Continuity in the IT world means
that if we lose a teammate (hopefully only temporarily) that work and life in
our environment can still go on.

The most important thing to do is
to automate everything that you can. Alerts, backups, index investigation, data
integrity checks and other maintenance processes must be automated. Make sure
that failure notices go to a team, rather than an individual, but make sure an
individual is responsible for responding to the messages. On top of that, make
sure that whatever is sending the messages is up (SQL Server Agent, for
example). The second thing is to document the jobs, location of the backups,
the tolerances for performance and capacity issues. In other words, create a
run book. If you document what your normal tolerances are and share what your
past stress causing experiences are in your runbook you can help the rest of
the team handle situations when you have a missing team member.

We create runbooks that share these
tolerances, but the runbooks have to be kept up to date. Many times, teams
treat runbooks as historical record, but they should be live documents, updated
for every change in the environment including what new jobs are added.

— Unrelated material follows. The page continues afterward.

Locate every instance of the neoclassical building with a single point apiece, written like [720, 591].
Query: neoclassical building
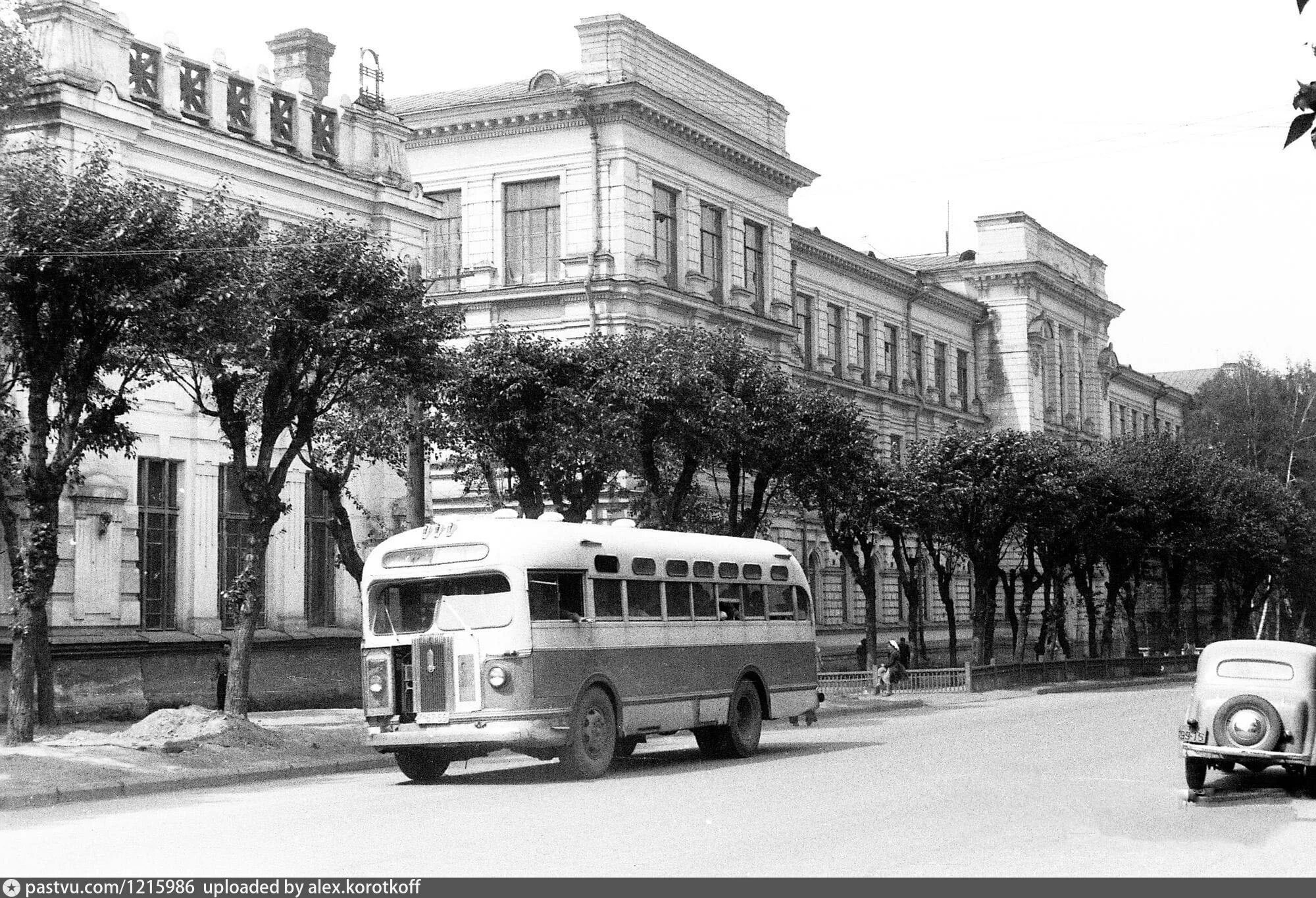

Another key point is to ensure that
alerts don’t only go to one team member they should go to a local or group
email or file or send an email to every team member. When you have secret
alerts then you have secret processes that no one knows to handle, or the
information can be lost forever if the team member leaves your business.

You should create rules for job
creation, job documentation and alert responses. Every so often we see
businesses where you have a DBA that wants to be the HERO. They are always
first on the trail for a response. It is great if they are that engaged but the
single threaded information can be dangerous for your team if that person is on
vacation, or out sick. Also, it can be security issue because information could
continue to be sent to this person after they have left the business
permanently or to a dead email address).

We suggest that you have a meeting
soon, today or tomorrow. Review the runbooks, review the jobs that are running.
Explore and interview each other about the knowledge each has about your system
and record it all. Record the meeting in case it doesn’t make it in the
runbook. Version the runbook considers it a live document and create rules for
updating the document.

Next have someone test and validate
the information in the runbook. Have them provide feedback and create a hard
deadline to get the information from each person’s head into the document.
(Note this is a great task for the newest team member for lots of reasons)

Then the living final document
should be shared in a share file that is monitored and has controlled access.  Quarterly or at least twice a year depending
on how volatile your environment is someone should be assigned to again review
and validate the information in the document.